The US trade embargo against Cuba has gotten tougher under US President Barack Obama, not more lenient as many had expected when he took office, a top Cuban official said on Wednesday.
Cuban Foreign Minister Bruno Rodriguez, in the Cuban government’s annual update on the 48-year-old embargo, said the US was levying bigger fines, applying sanctions more firmly and pursuing embargo-busting financial transactions more vigorously under Obama.
“The embargo policy in the last two years, which is to say under the government of President Obama, has not changed at all,” Rodriguez said in a press conference. “In some aspects, it has even hardened.”
In terms of US policy toward Cuba, Obama had performed “below expectations that had been created in the international community and American public opinion,” Rodriguez said.
Rodriguez said the embargo has cost Cuba US$751 billion over the years, adjusted for inflation and the changing value of the dollar.

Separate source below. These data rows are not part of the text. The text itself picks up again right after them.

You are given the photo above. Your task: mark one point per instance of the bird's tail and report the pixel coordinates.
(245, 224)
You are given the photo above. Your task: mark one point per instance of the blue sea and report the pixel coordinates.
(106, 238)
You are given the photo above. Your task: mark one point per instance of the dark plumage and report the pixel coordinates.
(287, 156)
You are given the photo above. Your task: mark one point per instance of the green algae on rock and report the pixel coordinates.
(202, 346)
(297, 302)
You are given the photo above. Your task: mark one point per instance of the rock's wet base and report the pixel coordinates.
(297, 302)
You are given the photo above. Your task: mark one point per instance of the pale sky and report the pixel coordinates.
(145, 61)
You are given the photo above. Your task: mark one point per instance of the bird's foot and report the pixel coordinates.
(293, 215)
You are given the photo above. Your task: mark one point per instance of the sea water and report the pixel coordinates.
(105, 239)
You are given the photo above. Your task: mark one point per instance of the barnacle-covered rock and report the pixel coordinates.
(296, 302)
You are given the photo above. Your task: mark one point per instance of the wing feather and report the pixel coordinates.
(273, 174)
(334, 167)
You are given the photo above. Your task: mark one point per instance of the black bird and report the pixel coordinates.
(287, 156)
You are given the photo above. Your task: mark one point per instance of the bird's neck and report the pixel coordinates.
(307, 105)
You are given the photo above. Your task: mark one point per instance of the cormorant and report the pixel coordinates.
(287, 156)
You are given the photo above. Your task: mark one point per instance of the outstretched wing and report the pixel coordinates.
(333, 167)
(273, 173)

“It is, without any doubt, the primary obstacle to the economic development of our country,” he said.
The UN is scheduled to hold its annual vote on a resolution condemning the embargo on Oct. 26. Last year, only three countries — the US, Israel and Palau — voted against the measure.
The embargo, Rodriguez said, “is a museum piece of the Cold War. It is, moreover, a failed policy.”
The embargo was fully imposed in 1962, with the aim of toppling the communist government put in place by Fidel Castro after he took power in a 1959 revolution.
The embargo prohibits most trade with Cuba, with exceptions for agricultural products and medicine.
Obama spoke early on of improving relations with Cuba, but insisted the embargo — which Cuba calls a “blockade” — would stay in place until the Caribbean island improved its human rights and released political prisoners.
He has eased the embargo slightly by removing restrictions on Cuban Americans traveling to the island and the amount of money they can send to their family members in Cuba.